First we have the story in Crosscut about the survey results that not only mis-reported the results (seriously, how do you get the numbers wrong in a story about the numbers?), but also grossly mis-interpreted them. The numbers in the story have been corrected but the editorial content remains mis-directed. The Crosscut story suggests that Dr. Enfield's 37% favorable rating in the survey suggests that the City loves her but that the Board's 33% favorable rating suggests that the City thinks they stink. Let's remember that the survey has a margin of error of five percentage points so these two results are, statistically, the same. Let's also note that Dr. Enfield got a 56% neutral rating. So way more people responded "Susan Who?" than proclaimed their love. And if a 37% favorable rating means love, then what does the teachers' 81% favorable rating suggest? Adoration, I suppose. Dr. Enfield, despite the focus of the story, actually finished a distant fifth - Michele Bachman territory - behind teachers (81%), schools (62%), the PTSA (60%) and the district as a whole (60%). Behind those numbers her 37% looks like something you would scrape off your shoe.

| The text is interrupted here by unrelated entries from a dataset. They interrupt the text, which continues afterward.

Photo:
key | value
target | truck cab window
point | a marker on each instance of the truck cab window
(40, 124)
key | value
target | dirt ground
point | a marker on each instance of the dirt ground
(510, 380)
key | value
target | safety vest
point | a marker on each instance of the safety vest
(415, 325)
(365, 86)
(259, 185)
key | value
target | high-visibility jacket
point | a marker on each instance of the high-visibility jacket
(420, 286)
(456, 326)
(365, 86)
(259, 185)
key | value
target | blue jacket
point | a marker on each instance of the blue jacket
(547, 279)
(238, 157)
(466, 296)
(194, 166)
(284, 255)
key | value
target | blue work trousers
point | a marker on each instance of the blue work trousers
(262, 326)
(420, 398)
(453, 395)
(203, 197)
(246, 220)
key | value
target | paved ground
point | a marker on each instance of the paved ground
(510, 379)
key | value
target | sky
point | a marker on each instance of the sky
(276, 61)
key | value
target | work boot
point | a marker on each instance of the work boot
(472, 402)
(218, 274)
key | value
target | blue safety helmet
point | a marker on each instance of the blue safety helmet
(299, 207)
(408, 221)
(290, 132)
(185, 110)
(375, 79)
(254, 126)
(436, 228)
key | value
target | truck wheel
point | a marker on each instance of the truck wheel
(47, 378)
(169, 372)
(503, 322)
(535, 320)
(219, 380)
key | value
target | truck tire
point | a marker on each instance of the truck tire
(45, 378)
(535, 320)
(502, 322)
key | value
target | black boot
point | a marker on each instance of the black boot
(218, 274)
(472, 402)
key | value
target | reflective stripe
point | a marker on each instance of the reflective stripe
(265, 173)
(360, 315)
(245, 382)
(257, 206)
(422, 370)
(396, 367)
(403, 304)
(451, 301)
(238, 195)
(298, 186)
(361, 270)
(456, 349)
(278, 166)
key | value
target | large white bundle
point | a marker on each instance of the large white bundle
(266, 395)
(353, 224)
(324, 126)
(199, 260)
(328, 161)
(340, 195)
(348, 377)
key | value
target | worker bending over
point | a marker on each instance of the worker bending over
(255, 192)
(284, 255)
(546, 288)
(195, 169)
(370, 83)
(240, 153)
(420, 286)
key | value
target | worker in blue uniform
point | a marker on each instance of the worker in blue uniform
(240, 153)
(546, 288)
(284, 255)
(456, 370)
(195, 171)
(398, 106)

Then we have Publicola also, bizarrely, getting the numbers wrong.
The news story in the Times has it right. Good job, Brian Rosenthal.
Worst of all is the column in Crosscut by Anthony B. Robinson. This is a guy who, during the election, acknowledged that he didn't really pay much attention to the school board races. Now he says that we should have done a better job of supporting and following the past three superintendents. Really? Did he meet them? Was Dr. Goodloe-Johnson such a prize? In a bizarre self-contradiction, Mr. Robinson says that the 2010-2011 school board was one of the best ever, and it was the one that fired her. Raj Manhas was called out by his own blue-ribbon committee, the CACIEE, as having failed to fulfill any of the executive duties. And as for Joseph Olchefske, was it poor support from the community and the unions that caused him to overspend $32 million? I don't think so.